Sasser had 14 of his points by halftime, when Houston led 41-27. Grimes then scored 10 points in a 12-0 run soon after the break, with the 6-foot-5 junior guard bookending the 2 1/2-minute spurt with a pair of 3-pointers, and in between making a jumper and a dunk.

The Bearcats won the previous two AAC title game matchups before last year’s tournaments were canceled because of COVID-19 after Houston had won its second consecutive AAC regular-season title.

This title game got lopsided, like their only regular-season matchup three weeks earlier, when Houston won 90-52 at home. SMU’s 15-point win over Cincinnati in 2017 had been the largest margin in an AAC tournament final.

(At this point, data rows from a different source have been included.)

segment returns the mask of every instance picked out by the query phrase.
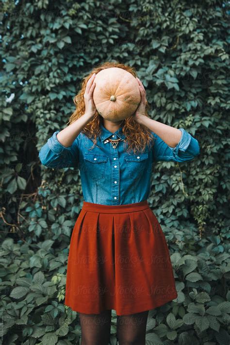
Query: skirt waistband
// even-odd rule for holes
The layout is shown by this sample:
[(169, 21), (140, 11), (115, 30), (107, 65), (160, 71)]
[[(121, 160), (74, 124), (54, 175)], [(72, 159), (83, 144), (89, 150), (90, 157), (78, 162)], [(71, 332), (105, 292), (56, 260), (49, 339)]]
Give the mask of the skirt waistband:
[(103, 205), (83, 201), (82, 210), (99, 213), (125, 213), (142, 211), (148, 208), (149, 208), (149, 205), (147, 200), (124, 205)]

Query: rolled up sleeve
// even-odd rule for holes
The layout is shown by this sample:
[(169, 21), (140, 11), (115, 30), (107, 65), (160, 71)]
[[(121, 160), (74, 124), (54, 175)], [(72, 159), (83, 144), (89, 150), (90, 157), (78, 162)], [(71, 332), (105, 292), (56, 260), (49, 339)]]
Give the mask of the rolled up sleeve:
[(59, 131), (55, 131), (40, 150), (38, 155), (41, 163), (57, 168), (78, 167), (81, 133), (71, 146), (66, 148), (57, 138)]
[(193, 159), (199, 154), (199, 146), (197, 140), (183, 128), (179, 129), (181, 132), (181, 136), (175, 148), (167, 145), (158, 135), (152, 132), (155, 138), (152, 148), (155, 161), (185, 162)]

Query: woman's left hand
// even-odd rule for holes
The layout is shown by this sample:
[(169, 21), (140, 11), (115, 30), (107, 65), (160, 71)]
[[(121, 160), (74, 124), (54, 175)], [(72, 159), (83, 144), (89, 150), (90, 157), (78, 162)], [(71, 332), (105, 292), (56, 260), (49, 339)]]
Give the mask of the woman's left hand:
[(146, 116), (145, 109), (146, 105), (146, 91), (145, 90), (143, 84), (139, 78), (136, 77), (136, 79), (139, 83), (139, 89), (141, 93), (141, 99), (140, 104), (136, 110), (133, 117), (137, 122), (141, 121), (141, 119), (144, 116)]

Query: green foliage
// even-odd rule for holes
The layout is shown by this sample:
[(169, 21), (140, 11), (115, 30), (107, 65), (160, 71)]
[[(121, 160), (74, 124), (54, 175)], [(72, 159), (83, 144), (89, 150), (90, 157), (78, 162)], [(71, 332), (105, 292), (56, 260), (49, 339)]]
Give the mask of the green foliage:
[[(149, 312), (146, 344), (229, 345), (229, 5), (5, 0), (2, 7), (4, 343), (79, 344), (78, 313), (64, 305), (79, 172), (41, 166), (38, 152), (65, 127), (82, 79), (115, 60), (135, 67), (152, 118), (184, 128), (200, 148), (188, 163), (153, 167), (148, 201), (172, 253), (178, 298)], [(116, 320), (112, 311), (111, 345)]]

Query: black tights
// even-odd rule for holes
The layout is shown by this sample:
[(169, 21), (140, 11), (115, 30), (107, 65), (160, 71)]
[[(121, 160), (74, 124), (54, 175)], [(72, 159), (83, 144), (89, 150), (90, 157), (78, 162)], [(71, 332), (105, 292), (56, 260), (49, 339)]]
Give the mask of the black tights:
[[(111, 310), (100, 314), (79, 312), (81, 345), (108, 345), (110, 337)], [(145, 345), (148, 311), (117, 316), (119, 345)]]

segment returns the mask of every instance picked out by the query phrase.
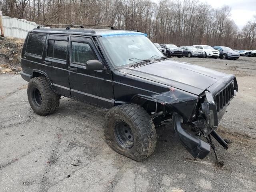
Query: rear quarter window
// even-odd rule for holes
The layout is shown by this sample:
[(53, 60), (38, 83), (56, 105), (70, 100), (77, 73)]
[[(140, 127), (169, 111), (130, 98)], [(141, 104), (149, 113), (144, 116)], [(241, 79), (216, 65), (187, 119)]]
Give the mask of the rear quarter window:
[(42, 56), (46, 38), (46, 35), (30, 34), (26, 52)]

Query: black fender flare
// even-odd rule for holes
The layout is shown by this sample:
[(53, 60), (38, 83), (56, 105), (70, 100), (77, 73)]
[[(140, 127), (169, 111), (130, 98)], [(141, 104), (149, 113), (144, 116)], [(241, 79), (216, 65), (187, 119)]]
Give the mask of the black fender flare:
[(40, 70), (38, 70), (38, 69), (33, 69), (32, 70), (32, 76), (31, 77), (31, 78), (33, 78), (33, 77), (35, 77), (35, 76), (34, 76), (34, 73), (40, 73), (42, 75), (43, 75), (44, 76), (45, 76), (45, 77), (46, 78), (46, 79), (48, 81), (48, 82), (49, 82), (49, 84), (50, 85), (50, 86), (51, 87), (51, 88), (52, 88), (52, 90), (54, 90), (54, 89), (53, 89), (52, 84), (51, 83), (51, 80), (50, 79), (50, 78), (49, 78), (49, 77), (47, 75), (47, 74), (46, 74), (46, 73), (45, 72), (44, 72), (42, 71), (41, 71)]

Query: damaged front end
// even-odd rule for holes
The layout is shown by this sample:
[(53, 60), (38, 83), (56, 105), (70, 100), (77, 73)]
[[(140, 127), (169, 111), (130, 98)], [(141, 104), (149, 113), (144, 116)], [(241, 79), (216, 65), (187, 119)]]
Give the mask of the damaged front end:
[[(209, 154), (211, 147), (218, 161), (215, 147), (212, 141), (211, 136), (214, 138), (224, 149), (228, 149), (228, 144), (217, 133), (215, 130), (224, 114), (223, 111), (225, 111), (230, 101), (236, 96), (238, 91), (235, 79), (228, 85), (218, 91), (214, 95), (214, 96), (206, 90), (198, 98), (196, 111), (193, 116), (194, 118), (191, 121), (184, 123), (188, 125), (191, 129), (196, 131), (198, 136), (196, 136), (196, 134), (187, 132), (182, 128), (183, 119), (182, 116), (176, 112), (173, 114), (172, 121), (175, 133), (178, 136), (180, 142), (194, 158), (203, 159)], [(220, 110), (220, 106), (222, 107), (221, 110)], [(207, 142), (199, 138), (198, 136), (202, 135)]]

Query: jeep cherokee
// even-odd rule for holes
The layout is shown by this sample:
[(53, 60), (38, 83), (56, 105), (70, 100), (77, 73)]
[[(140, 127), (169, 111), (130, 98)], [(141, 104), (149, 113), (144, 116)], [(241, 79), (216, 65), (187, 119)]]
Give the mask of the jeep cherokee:
[(154, 151), (155, 125), (169, 119), (194, 158), (214, 150), (211, 136), (227, 149), (215, 130), (238, 90), (233, 75), (167, 60), (144, 33), (84, 26), (28, 33), (20, 74), (36, 114), (54, 112), (61, 96), (109, 109), (106, 142), (138, 161)]

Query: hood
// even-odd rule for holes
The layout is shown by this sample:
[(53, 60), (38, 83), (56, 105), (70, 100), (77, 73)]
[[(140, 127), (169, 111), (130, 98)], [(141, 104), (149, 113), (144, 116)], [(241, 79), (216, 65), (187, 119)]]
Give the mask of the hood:
[(187, 63), (164, 60), (118, 70), (198, 95), (226, 74)]
[(182, 49), (181, 49), (180, 48), (168, 48), (168, 49), (170, 50), (172, 50), (172, 51), (183, 51), (183, 50)]
[(237, 51), (225, 51), (225, 52), (230, 53), (231, 54), (234, 55), (238, 55), (239, 53), (238, 53)]
[(166, 50), (164, 48), (158, 48), (159, 50), (161, 50), (161, 51), (164, 51)]

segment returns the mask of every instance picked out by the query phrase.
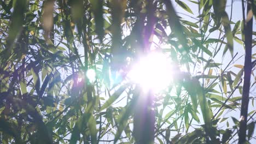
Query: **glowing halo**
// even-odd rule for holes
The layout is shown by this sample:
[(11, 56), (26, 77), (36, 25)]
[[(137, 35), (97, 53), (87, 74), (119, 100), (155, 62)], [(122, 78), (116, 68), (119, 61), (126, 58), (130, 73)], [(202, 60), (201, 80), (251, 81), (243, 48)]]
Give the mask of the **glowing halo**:
[(128, 74), (133, 82), (144, 90), (158, 92), (166, 88), (172, 81), (171, 62), (166, 55), (152, 52), (140, 58)]

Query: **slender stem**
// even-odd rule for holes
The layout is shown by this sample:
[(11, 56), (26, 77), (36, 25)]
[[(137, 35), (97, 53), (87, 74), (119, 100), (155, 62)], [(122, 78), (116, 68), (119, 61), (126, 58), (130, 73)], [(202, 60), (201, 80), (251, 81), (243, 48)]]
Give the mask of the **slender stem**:
[[(243, 3), (243, 12), (245, 11)], [(253, 5), (253, 1), (247, 1), (247, 13)], [(244, 12), (243, 12), (244, 13)], [(243, 16), (245, 21), (245, 16)], [(241, 106), (240, 123), (239, 129), (239, 143), (246, 142), (248, 106), (249, 103), (249, 94), (250, 91), (251, 74), (252, 73), (252, 41), (253, 19), (246, 22), (245, 27), (245, 77), (243, 80), (242, 104)]]

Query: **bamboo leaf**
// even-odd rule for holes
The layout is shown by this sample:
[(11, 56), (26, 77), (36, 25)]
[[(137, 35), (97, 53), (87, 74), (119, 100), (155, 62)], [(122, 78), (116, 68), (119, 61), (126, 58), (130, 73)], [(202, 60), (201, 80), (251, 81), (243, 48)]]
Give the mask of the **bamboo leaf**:
[(178, 4), (181, 6), (184, 10), (186, 10), (187, 11), (189, 12), (190, 14), (194, 14), (192, 10), (191, 10), (190, 8), (184, 2), (181, 1), (179, 0), (176, 0), (175, 1)]
[(242, 76), (243, 75), (243, 69), (241, 69), (240, 71), (236, 75), (236, 78), (234, 80), (233, 82), (233, 87), (235, 87), (237, 85), (239, 80), (240, 80)]
[(230, 25), (229, 20), (229, 17), (226, 13), (224, 13), (222, 16), (222, 22), (224, 27), (225, 33), (226, 34), (226, 40), (228, 41), (228, 48), (229, 49), (231, 56), (233, 57), (234, 55), (234, 47), (233, 47), (233, 34), (231, 31)]
[(24, 15), (26, 10), (27, 1), (26, 0), (15, 1), (13, 13), (11, 16), (11, 23), (9, 30), (7, 40), (7, 49), (9, 54), (13, 50), (14, 40), (19, 35), (25, 21)]
[(124, 91), (126, 89), (127, 86), (124, 85), (120, 86), (118, 90), (117, 90), (110, 97), (110, 98), (107, 100), (107, 101), (104, 103), (101, 109), (101, 111), (107, 109), (111, 104), (115, 101), (121, 94), (124, 92)]
[(104, 35), (104, 19), (103, 17), (103, 1), (91, 0), (92, 13), (95, 20), (96, 30), (95, 32), (98, 35), (98, 38), (102, 41)]

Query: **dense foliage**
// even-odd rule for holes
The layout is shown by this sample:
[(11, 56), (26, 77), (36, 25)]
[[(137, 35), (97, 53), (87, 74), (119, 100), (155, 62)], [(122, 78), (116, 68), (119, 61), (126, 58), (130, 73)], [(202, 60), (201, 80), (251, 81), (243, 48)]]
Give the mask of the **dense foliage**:
[[(154, 107), (156, 143), (238, 142), (237, 61), (256, 8), (249, 1), (248, 14), (232, 21), (226, 1), (0, 1), (0, 143), (134, 143), (152, 134), (133, 127), (143, 105)], [(152, 49), (174, 68), (148, 100), (127, 75)], [(247, 142), (256, 138), (250, 55)]]

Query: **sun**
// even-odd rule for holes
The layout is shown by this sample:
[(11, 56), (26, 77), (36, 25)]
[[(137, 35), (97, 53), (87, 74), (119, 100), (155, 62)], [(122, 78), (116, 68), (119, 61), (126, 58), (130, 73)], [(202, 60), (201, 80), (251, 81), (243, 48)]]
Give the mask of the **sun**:
[(159, 92), (171, 82), (173, 69), (170, 58), (162, 53), (151, 52), (141, 57), (128, 74), (143, 90)]

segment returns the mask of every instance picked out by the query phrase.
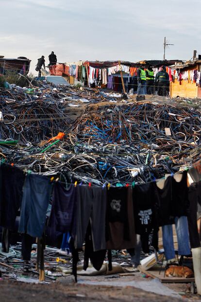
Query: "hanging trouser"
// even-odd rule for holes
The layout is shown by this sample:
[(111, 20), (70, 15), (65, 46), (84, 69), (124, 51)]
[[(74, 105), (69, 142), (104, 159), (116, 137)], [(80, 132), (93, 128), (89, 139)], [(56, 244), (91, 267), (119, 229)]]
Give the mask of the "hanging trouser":
[(41, 76), (41, 67), (38, 67), (38, 77), (40, 78)]
[(10, 248), (10, 231), (6, 228), (2, 228), (1, 250), (3, 253), (9, 253)]
[(77, 187), (76, 230), (73, 231), (75, 249), (82, 249), (90, 221), (94, 250), (105, 249), (106, 189)]
[(131, 256), (131, 263), (134, 267), (137, 267), (140, 264), (140, 254), (142, 249), (142, 244), (140, 240), (140, 235), (136, 235), (136, 243), (134, 249), (128, 249), (127, 251)]
[[(178, 254), (181, 256), (190, 255), (191, 252), (187, 217), (176, 217), (175, 222), (178, 243)], [(163, 226), (162, 231), (165, 255), (166, 260), (169, 260), (175, 257), (172, 225)]]

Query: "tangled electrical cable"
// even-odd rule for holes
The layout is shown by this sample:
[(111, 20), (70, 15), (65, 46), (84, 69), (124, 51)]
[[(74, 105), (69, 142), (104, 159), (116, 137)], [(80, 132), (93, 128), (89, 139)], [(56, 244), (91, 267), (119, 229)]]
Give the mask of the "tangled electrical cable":
[[(201, 158), (199, 110), (151, 101), (116, 105), (114, 95), (97, 89), (42, 85), (33, 93), (1, 91), (0, 155), (7, 162), (67, 185), (78, 180), (102, 186), (152, 181)], [(87, 98), (112, 103), (84, 107), (71, 119), (67, 104)], [(48, 142), (60, 131), (62, 140)]]

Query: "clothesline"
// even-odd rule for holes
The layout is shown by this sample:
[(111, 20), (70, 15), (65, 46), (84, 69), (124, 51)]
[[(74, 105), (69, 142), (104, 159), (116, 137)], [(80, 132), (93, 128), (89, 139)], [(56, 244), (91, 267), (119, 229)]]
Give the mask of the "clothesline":
[[(85, 257), (90, 255), (89, 258), (95, 257), (92, 263), (98, 270), (106, 249), (134, 248), (136, 234), (140, 235), (144, 252), (149, 252), (149, 236), (153, 230), (152, 244), (157, 249), (160, 226), (166, 239), (164, 240), (166, 259), (172, 259), (174, 249), (171, 243), (171, 230), (174, 224), (180, 255), (188, 255), (190, 247), (200, 246), (197, 225), (194, 222), (195, 206), (201, 197), (201, 182), (195, 187), (190, 187), (189, 191), (187, 171), (182, 173), (179, 181), (172, 175), (168, 177), (164, 188), (152, 181), (133, 186), (110, 187), (109, 190), (72, 184), (65, 189), (60, 182), (51, 181), (48, 178), (34, 173), (25, 176), (23, 171), (6, 164), (1, 165), (0, 173), (0, 225), (13, 230), (20, 207), (18, 231), (41, 237), (53, 190), (47, 227), (53, 237), (56, 231), (71, 232), (75, 263), (76, 250), (82, 248), (84, 241)], [(97, 254), (98, 251), (102, 251)], [(96, 255), (99, 265), (96, 264)]]

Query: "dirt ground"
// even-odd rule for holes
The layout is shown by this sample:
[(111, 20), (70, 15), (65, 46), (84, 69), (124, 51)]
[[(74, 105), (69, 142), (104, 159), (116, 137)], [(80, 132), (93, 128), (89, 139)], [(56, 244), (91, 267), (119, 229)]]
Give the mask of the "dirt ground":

“We just ran into a buzzsaw,” Brannen said. “When they make shots like they did against us the last two games, they’re going to make a deep run in the NCAA Tournament when they play like that.”

Cincinnati was 9-4 in games played after returning from a 25-day pause because of COVID-19 following a road loss to Wichita State on Jan. 10. The Bearcats got to their fourth consecutive AAC tournament title game with a 60-59 win over the top-seeded Shockers in their semifinal game Saturday.

BIG PICTURE

Cincinnati: The Bearcats shot a season-low 27.7% from the field (18 of 65) - their lowest previous was 30% (15 of 50), also against Houston. ... Senior guard Keith Williams, their leading scorer at 14.6 points per game, was back on the floor but had only eight points on 3-of-13 shooting in 24 minutes of action. He scored nine of Cincinnati’s opening 16 points in the semifinal win over Wichita State, but didn’t play in the second half of that game because of an undisclosed injury.

Houston: The Cougars are going to their third consecutive NCAA Tournament. Before that, they had been to only three NCAAs the previous 20 years (2010, 1992, 1990).